La société de conseil PricewaterhouseCoopers (PwC) a estimé que les dépenses d'investissement en infrastructures d'intelligence artificielle atteignent 31,6 milliards de dollars (27,2 milliards d'euros) d'ici 2050, selon le rapport Global Data Centre. Le document, qui couvre 46 pays et territoires, prévoit que l'investissement annuel dans les centres de données passe d'environ 800 milliards de dollars en 2026 à 1,8 milliard de dollars en 2050.
Les États-Unis devraient absorber 48% du total des investissements en infrastructures d'IA, ce qui équivaut à 15,1 milliards de dollars. La région Asie-Pacifique est projetée pour représenter 8,2 milliards de dollars en investissements cumulés, menée par la Chine et l'Inde, tandis que les stratégies souveraines d'IA accélèrent l'investissement en Europe et au Moyen-Orient. Les équipements de technologies de l'information et de la communication représenteront une part croissante de l'investissement, passant de 70% actuellement à 93% d'ici 2050.
Le rapport a identifié cinq facteurs qui orienteront le flux d'investissement à l'échelle mondiale : l'énergie, la connectivité, la sécurité, la certitude politique, le consentement de la communauté et l'accès aux unités de traitement graphique. La responsable mondiale des infrastructures de PwC Australie, Clara Cutajar, a déclaré que l'infrastructure d'IA devient l'un des principaux défis d'allocation de capital de la prochaine génération.

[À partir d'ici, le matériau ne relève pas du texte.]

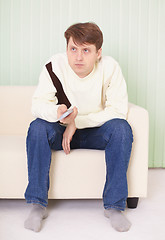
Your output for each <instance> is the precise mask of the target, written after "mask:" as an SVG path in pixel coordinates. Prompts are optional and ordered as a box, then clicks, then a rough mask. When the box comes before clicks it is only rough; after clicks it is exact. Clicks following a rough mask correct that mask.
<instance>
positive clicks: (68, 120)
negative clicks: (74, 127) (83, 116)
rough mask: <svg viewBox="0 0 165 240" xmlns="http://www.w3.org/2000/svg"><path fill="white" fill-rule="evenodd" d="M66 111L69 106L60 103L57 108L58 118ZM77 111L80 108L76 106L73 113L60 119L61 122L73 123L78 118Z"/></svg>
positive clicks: (77, 112)
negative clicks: (75, 118) (77, 107)
mask: <svg viewBox="0 0 165 240" xmlns="http://www.w3.org/2000/svg"><path fill="white" fill-rule="evenodd" d="M66 111H67V106H66V105H64V104H62V105H60V106H59V107H58V109H57V118H59V117H61V115H62V114H63V113H65V112H66ZM77 113H78V110H77V108H76V107H74V108H73V112H72V113H71V114H69V115H68V116H67V117H65V118H63V119H62V120H60V122H61V123H63V124H67V125H68V124H71V123H72V122H73V121H74V119H75V118H76V116H77Z"/></svg>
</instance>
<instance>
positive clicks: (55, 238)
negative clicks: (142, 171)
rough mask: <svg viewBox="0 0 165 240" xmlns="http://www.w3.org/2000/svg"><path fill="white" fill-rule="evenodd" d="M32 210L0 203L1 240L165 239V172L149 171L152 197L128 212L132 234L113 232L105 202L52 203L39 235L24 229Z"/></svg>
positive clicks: (127, 233)
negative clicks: (104, 206) (109, 219)
mask: <svg viewBox="0 0 165 240" xmlns="http://www.w3.org/2000/svg"><path fill="white" fill-rule="evenodd" d="M29 210H30V206H29V205H28V206H27V205H26V204H25V202H24V200H2V199H1V200H0V239H1V240H19V239H21V240H22V239H24V240H37V239H39V240H45V239H49V240H64V239H65V240H69V239H72V240H109V239H111V240H120V239H122V240H125V239H126V240H144V239H145V240H164V239H165V169H150V170H149V179H148V197H147V198H146V199H140V202H139V204H138V207H137V208H136V209H134V210H131V209H127V210H126V211H125V214H126V215H127V218H128V219H129V220H130V221H131V222H132V227H131V229H130V231H129V232H125V233H119V232H116V231H115V230H114V229H112V227H111V225H110V222H109V219H108V218H105V217H104V215H103V206H102V200H51V201H50V202H49V208H48V211H49V216H48V218H47V219H46V220H44V222H43V228H42V230H41V232H39V233H34V232H32V231H29V230H26V229H24V226H23V223H24V220H25V218H26V217H27V216H28V213H29Z"/></svg>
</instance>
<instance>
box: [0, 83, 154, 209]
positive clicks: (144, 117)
mask: <svg viewBox="0 0 165 240" xmlns="http://www.w3.org/2000/svg"><path fill="white" fill-rule="evenodd" d="M35 88H36V87H35V86H0V109H1V119H0V122H1V124H0V166H1V167H0V198H5V199H23V198H24V192H25V189H26V186H27V183H28V172H27V159H26V135H27V130H28V126H29V124H30V122H31V121H32V120H33V117H32V115H31V99H32V95H33V93H34V90H35ZM127 120H128V122H129V123H130V125H131V127H132V129H133V135H134V142H133V148H132V153H131V158H130V163H129V167H128V172H127V177H128V200H130V201H135V202H133V205H132V207H136V206H137V202H138V199H139V198H143V197H146V196H147V177H148V135H149V134H148V133H149V119H148V112H147V111H146V110H145V109H144V108H142V107H140V106H137V105H134V104H131V103H129V111H128V119H127ZM93 166H94V168H93ZM105 176H106V168H105V159H104V151H101V150H87V149H76V150H71V152H70V154H69V155H65V153H64V152H63V151H52V162H51V168H50V190H49V199H101V198H102V192H103V188H104V183H105ZM130 203H131V202H130ZM128 205H130V206H129V207H131V204H129V202H128Z"/></svg>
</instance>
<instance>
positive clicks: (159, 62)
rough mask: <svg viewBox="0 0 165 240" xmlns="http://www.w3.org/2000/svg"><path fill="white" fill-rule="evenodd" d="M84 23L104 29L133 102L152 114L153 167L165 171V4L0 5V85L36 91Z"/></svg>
mask: <svg viewBox="0 0 165 240" xmlns="http://www.w3.org/2000/svg"><path fill="white" fill-rule="evenodd" d="M84 21H94V22H96V23H97V24H98V25H99V26H100V27H101V29H102V31H103V33H104V45H103V53H104V54H106V55H111V56H113V57H114V58H115V59H116V60H117V61H118V62H119V63H120V66H121V68H122V70H123V74H124V77H125V79H126V82H127V86H128V94H129V101H130V102H133V103H135V104H138V105H140V106H142V107H144V108H146V109H147V110H148V111H149V116H150V148H149V167H165V101H164V96H165V63H164V62H165V61H164V58H165V1H164V0H0V85H36V84H37V82H38V76H39V73H40V70H41V67H42V65H43V64H44V63H45V61H47V59H48V58H49V57H50V56H52V55H53V54H54V53H57V52H63V51H65V39H64V37H63V33H64V31H65V30H66V28H67V27H68V26H69V25H71V24H73V23H76V22H84Z"/></svg>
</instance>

PwC a également testé deux scénarios. Dans le premier, des contrôles à l'exportation plus stricts interrompraient les chaînes d'approvisionnement mondiales en puces, réduisant l'investissement annuel à environ la moitié d'ici 2030. Dans le deuxième scénario, une plus grande emphase sur la souveraineté numérique modifierait la façon dont le capital est investi, avec une légère diminution des dépenses mondiales, mais un déplacement de l'investissement vers des pays offrant une forte demande intérieure et une capacité de centres de données sous-développée.